I know what you mean about Paul Whiteman. But once you listen to him you can get it. For a lot of people who would never have thought of listening to King Oliver, Whiteman’s band must have been an extraordinary revelation.
it would be hard to argue that the Beatles’ music crossed racial lines as much as Whiteman’s did.
As opposed to say, the Rolling Stones’? Or Motown e.g. the Jackson Five, who were heavily influenced by the British Invasion?
Irony alert. Jazz, Blues, and Rhythm and Blues (the origins of Rock’n’Roll) are heavily orientated in Texas-through-Mississippi Delta African-American music. So the circle completes itself.
This is the dawning of the Age of Aquarius. Or so they say.
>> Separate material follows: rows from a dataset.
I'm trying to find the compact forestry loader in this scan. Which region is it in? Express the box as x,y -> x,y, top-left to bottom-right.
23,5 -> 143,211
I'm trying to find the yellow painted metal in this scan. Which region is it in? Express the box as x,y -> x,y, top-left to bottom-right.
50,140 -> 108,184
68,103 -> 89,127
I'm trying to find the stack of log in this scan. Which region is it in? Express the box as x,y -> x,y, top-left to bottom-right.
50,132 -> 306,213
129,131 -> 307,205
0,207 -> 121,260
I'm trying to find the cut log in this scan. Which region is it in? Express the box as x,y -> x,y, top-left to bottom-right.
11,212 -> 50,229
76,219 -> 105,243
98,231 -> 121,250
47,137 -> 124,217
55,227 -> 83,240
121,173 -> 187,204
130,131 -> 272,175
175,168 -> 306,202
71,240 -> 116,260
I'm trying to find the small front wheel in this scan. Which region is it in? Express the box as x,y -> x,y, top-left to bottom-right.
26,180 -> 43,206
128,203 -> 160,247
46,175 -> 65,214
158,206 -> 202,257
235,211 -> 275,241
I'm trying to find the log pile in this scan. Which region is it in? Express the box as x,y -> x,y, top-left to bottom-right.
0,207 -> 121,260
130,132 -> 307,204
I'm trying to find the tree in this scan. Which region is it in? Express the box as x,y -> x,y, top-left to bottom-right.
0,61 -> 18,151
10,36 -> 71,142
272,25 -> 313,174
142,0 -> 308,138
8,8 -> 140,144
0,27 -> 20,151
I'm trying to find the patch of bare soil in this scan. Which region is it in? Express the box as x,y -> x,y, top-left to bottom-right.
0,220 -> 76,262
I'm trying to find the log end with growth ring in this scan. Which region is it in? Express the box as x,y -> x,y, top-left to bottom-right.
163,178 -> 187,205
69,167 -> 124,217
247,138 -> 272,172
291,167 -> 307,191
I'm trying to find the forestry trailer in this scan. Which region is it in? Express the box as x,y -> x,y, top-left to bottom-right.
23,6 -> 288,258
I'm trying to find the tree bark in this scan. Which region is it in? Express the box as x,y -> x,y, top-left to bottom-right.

So you are saying this book is as good as yours? 😉
One way to hear music from the early part of the 20th century is to watch old films of that era on TCM. Instead of a “long” performance being split between two 3 minute sides of a 78, you get an entire live performance complete with charted and improvised solos. There are many instances where it seems that a nightclub scene in the movie exists only to feature a popular artist or band. This is especially true for black bands that regularly appeared in otherwise all-white movies, but also applies somewhat to an all-black film like “Cabin in the Sky” (which might contain the first “moonwalk” on film).
IMHO, the Beatles and Stones followed Elvis across the color line in music.
My view of Motown and racial lines changed when I first spent some time in the south. I recall one station that did a “100 greatest hits of the 60s” countdown and didn’t have a single recording by a black group. Today, however, a song like Psychedelic Shack gets lots of play on oldies stations everywhere.
I agree with Mike’s recommendation of Alex Ross’s book. And I’m going to read this book now.
Great Review! As a corollary, I presume that the Rolling Stones destroyed the Blues?